Окрестности Ялты быстро заставляют нас забыть о ней самой. И это стоит того, чтобы совершить сюда новое паломничество.

Вновь приходится возвращаться на дорогу в Севастополь. Для этого, вначале, я прохожу по мостику над ручьем Гува, затем иду вдоль набережной, пересекаю еще один мостик над речкой Учан-Су и поднимаюсь вверх по шоссе. Подъем довольно извилист и крут. По одну сторону шоссе тянется подпорная стена многочисленных виноградников.

Постепенно внизу открывается вид на ялтинский рейд с несколькими рыбацкими суденышками. Отсюда трудно различить, плывут ли они по воде или по воздуху. А вот справа от меня на углу террасы я замечаю двуглавого золотистого орла, обозначающего границу ливадийских владений. На склоне пригорка, утыканного шпалерами, выстроились симметричные ряды императорских виноградников. Правда, у дороги виноградники выглядят довольно ощипанными ввиду отсутствия надлежащей охраны, зато выше, в густой зелени виноградных листьев я замечаю великолепные крупные гроздья.

Вскоре я покидаю главную дорогу и въезжаю в Ливадию через ворота, увенчанные двуглавым орлом и золотыми императорскими литерами. Я пересекаю подсобные постройки, примитивные строения с белыми стенами и черепичными крышами: казармы, склады угля, дров, пожарных насосов; то там, то сям выкрашенные в черно-белые полосы будки, у которых скучают часовые, одетые в летнюю униформу.

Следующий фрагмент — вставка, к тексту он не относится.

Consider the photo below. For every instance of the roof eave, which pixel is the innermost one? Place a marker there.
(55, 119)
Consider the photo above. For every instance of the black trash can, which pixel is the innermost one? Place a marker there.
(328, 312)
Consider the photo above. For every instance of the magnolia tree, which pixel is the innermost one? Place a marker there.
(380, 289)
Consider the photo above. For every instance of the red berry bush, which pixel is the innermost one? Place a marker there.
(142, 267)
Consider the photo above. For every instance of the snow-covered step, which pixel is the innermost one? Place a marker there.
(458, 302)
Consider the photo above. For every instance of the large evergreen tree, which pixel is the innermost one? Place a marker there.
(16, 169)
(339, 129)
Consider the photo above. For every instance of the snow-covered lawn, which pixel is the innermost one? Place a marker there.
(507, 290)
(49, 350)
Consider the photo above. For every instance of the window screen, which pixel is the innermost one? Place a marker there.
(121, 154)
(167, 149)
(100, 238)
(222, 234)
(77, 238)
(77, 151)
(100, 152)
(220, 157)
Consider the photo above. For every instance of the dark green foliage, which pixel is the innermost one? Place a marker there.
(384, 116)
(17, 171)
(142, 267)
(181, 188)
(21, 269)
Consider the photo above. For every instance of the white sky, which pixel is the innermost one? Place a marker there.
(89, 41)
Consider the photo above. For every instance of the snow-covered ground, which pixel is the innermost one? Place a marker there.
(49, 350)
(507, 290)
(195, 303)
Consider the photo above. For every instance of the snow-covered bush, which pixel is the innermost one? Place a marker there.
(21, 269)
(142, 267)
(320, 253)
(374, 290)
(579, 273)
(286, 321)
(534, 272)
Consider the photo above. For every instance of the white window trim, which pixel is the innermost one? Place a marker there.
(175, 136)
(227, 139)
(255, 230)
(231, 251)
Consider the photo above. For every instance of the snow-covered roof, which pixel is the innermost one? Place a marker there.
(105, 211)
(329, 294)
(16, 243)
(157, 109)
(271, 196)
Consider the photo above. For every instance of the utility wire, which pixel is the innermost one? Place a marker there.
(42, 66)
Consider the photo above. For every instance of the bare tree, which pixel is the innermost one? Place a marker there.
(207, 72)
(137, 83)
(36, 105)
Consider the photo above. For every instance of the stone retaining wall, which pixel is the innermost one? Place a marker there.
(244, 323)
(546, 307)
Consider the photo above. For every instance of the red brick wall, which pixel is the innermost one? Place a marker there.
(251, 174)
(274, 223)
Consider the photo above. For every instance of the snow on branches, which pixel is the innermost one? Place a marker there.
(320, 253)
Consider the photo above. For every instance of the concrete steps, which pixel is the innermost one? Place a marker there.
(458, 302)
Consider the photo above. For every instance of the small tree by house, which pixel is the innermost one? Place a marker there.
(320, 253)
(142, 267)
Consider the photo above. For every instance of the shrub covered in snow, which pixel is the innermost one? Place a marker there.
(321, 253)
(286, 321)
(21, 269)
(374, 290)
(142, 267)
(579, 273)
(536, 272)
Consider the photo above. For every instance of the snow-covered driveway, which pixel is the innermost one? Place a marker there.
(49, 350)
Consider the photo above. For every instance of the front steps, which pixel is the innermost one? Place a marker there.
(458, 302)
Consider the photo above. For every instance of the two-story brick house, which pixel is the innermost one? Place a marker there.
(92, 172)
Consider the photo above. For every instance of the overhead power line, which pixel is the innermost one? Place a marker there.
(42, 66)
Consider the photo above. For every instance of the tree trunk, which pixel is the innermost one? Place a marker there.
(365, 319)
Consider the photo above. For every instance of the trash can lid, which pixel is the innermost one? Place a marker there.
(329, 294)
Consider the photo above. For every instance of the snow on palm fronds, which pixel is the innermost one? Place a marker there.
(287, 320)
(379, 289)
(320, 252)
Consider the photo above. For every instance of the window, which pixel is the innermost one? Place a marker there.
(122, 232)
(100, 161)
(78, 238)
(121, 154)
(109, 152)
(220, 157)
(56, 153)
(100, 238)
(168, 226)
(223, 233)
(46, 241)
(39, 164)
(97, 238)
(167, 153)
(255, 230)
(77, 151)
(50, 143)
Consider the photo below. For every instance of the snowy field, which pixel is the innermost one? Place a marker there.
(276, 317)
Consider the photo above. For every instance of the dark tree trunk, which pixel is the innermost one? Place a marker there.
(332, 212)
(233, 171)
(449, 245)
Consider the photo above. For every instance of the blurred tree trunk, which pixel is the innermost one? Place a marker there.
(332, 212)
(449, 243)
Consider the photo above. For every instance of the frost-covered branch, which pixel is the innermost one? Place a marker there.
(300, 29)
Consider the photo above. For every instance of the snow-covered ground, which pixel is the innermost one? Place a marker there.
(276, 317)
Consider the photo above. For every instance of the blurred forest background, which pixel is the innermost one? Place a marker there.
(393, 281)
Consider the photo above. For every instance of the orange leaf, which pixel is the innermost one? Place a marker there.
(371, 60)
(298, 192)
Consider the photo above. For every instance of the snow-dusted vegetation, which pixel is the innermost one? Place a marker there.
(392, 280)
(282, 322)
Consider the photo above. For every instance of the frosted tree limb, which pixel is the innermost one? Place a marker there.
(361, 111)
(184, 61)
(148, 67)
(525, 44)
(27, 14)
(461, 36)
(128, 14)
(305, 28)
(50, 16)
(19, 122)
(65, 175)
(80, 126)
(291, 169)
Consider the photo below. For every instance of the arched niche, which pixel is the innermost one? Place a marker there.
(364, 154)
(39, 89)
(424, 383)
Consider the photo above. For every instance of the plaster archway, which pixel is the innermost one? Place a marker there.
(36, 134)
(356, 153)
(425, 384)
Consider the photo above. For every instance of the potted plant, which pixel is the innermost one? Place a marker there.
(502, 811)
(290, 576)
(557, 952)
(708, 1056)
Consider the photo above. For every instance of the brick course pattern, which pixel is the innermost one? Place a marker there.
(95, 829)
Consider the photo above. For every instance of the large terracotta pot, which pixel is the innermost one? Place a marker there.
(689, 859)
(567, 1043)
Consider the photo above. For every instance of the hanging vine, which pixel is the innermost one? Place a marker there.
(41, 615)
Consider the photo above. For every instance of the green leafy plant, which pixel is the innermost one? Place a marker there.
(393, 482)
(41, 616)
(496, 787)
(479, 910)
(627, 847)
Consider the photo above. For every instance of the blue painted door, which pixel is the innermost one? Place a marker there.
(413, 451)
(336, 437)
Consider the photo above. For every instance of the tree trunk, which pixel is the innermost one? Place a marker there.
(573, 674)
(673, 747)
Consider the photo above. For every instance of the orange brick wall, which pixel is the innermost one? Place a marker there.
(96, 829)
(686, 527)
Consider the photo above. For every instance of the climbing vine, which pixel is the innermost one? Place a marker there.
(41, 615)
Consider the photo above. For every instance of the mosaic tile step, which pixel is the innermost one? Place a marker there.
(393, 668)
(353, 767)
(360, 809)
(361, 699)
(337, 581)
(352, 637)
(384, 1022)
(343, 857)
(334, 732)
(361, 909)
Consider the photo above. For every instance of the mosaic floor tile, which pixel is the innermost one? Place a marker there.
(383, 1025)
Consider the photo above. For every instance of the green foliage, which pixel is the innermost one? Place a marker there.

Далее следуют конюшни, узнаваемые по бронзовым лошадиным головам на настенных барельефах. В нескольких метрах от этих конюшен, напротив невзрачного фонтана я выхожу из экипажа, чтобы пешком подняться в канцелярию и получить разрешение на посещение дворца от полковника интендантской службы. Полковник, оказывается, все еще отдыхает, и никто не может мне сказать, когда он проснется! Все же ради проформы меня просят предъявить паспорт. Я выполняю это указание с поспешной услужливостью и настойчиво прошу при этом удовлетворить мою просьбу ввиду прибытия издалека.

Служащий, к которому я обратился, молодой человек в очках с длинными волосами, кажется, проникся ко мне симпатией. Взяв в руки мой паспорт, он внезапно резко поворачивается и исчезает в длинной анфиладе комнат канцелярии. Стоя, я жду его десять минут, двадцать, затем, устав от ожидания, присаживаюсь на стул. Три четверти часа спустя я ради развлечения заканчиваю считать количество солнечных отблесков на медном обрамлении святой иконы, установленной в углу комнаты. Только через час возвращается мой молодой человек в очках. Он все еще держит в своих руках мой паспорт и кажется очень занятым. Я встаю, делая шаг навстречу ему, но он, не замечая меня, проходит мимо и исчезает за дверью прихожей. А я возвращаюсь к своему стулу и своим отблескам…

Прошло еще четверть часа до его очередного появления. Судя по наличию в его руке моего паспорта, он все еще думает обо мне. Но вот он обращается к офицеру полиции и начинает с ним шептаться. Мне становиться не по себе. И, хотя, порывшись в своей памяти, я не обнаруживаю ничего предосудительного и подозрительного в моей прошлой жизни, я все же с тревогой смотрю, как они приближаются ко мне, и начинаю думать о Лезюрке (Жозеф Лезюрк; в 1796 году невинно осужден на смерть, от переводчика).

Я встаю и делаю шаг по направлению к ним. К моему большому удивлению, они опять проходят мимо, даже не бросив в мою сторону сочувствующий взгляд. Потеряв всякое терпение, я выхожу в прихожую, чтобы выкурить сигарету и послушать рассказы дневального о своей семье. Наконец, спустя очередные четверть часа, ко мне подходит мой служащий и заявляет, что он оставляет у себя мой паспорт, что я могу вернуться за ним к пяти часам вечера и, возможно, получу разрешение на посещение дворца.

Пробило одиннадцать часов. А ведь я пришел сюда в девять утра! Кучер интересуется результатом моих усилий. “ Барин,- спрашивает он, видя мое плохое настроение, — они вам, наверное, отказали?” И, когда я ему рассказываю о том, что меня попросили вернуться к пяти часам вечера, он отвечает с убежденным видом: “ Вам повезло! “ Надо отметить, что этот кучер родом из Ялты.